いや、清さんから言われる前に気付いとけよって話なんですけどね。いざ気付いてみると。いま僕がこの102号室にいる理由も、それについて清さんから「行動が早い」と言われた時に感じた緊張に似た何かというのも、正体はその焦りってことになるんでしょうし。
「え、ええと……?」
困惑を隠す余裕すらなさそうな栞さんの声が、耳に入りました。そりゃあ困惑もするでしょう、栞さんにとって僕の「無理に話を押し付ける」という性格は良いところであって、疑問を差し挟むようなところではないのですから。良い悪い以前の場所から眺められる清さんだからこそ、今の話ができたのでしょう。
「これからも無理に話を押し付けることはあるでしょうけど、そんな僕を今後も宜しくお願いしますね。栞さん」
「う、うん。それはもちろん。もちろんだけど、今の話って結局どういうことだったの? 焦るって、何を?」
「いやあ、気分だけ一新してやることは変わらないっていう変な話ですよ」
「んー……?」
どう見ても分かってはいない栞さんでしたが、まあしかしそれならそれでいいのではないでしょうか。必要に迫られれば、どうせまた無理にでも説明を押し付けることになるんでしょうし。
「もう一つ余計なお世話ですが、喜坂さんが年を取ったことについても同様ですよ? それに関することで焦りを感じる必要は全くないですから、まあ気楽に構えていてください。それでも問題はないでしょうからねえ、日向君と喜坂さんなら」
「はい。ありがとうございます、清さん」
この部屋へ来た理由の一部にその焦りが混じっているとはいえ、来てよかったな、と。焦りがなかったところでやっぱり来ていたんでしょうけどね、ここへは。なんせ理由の一部でしかないわけですから。

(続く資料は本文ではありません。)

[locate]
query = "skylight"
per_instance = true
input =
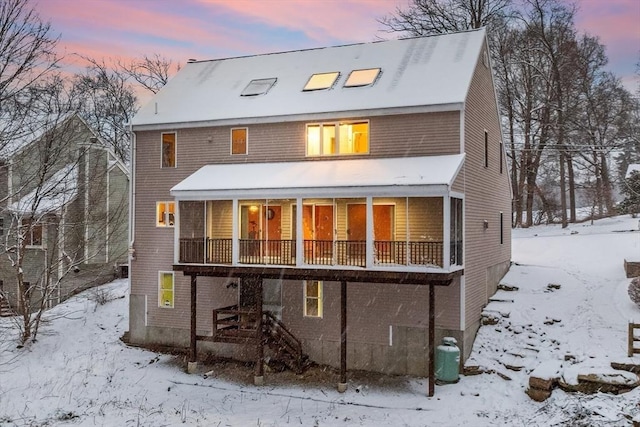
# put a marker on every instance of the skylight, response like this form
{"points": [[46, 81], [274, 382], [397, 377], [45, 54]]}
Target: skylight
{"points": [[321, 81], [258, 87], [362, 77]]}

「うう、よく分からないままお礼を言うっていうのもなあ」
僕が清さんに頭を下げたことについて、栞さんが自分も右に倣うべきだろうかと困ってしまったようでした。が、清さんが「いえいえ、そもそもお礼を言われるようなことはしていませんし」と言いながら笑うと、仕方なしにといった様子でそれに従うのでした。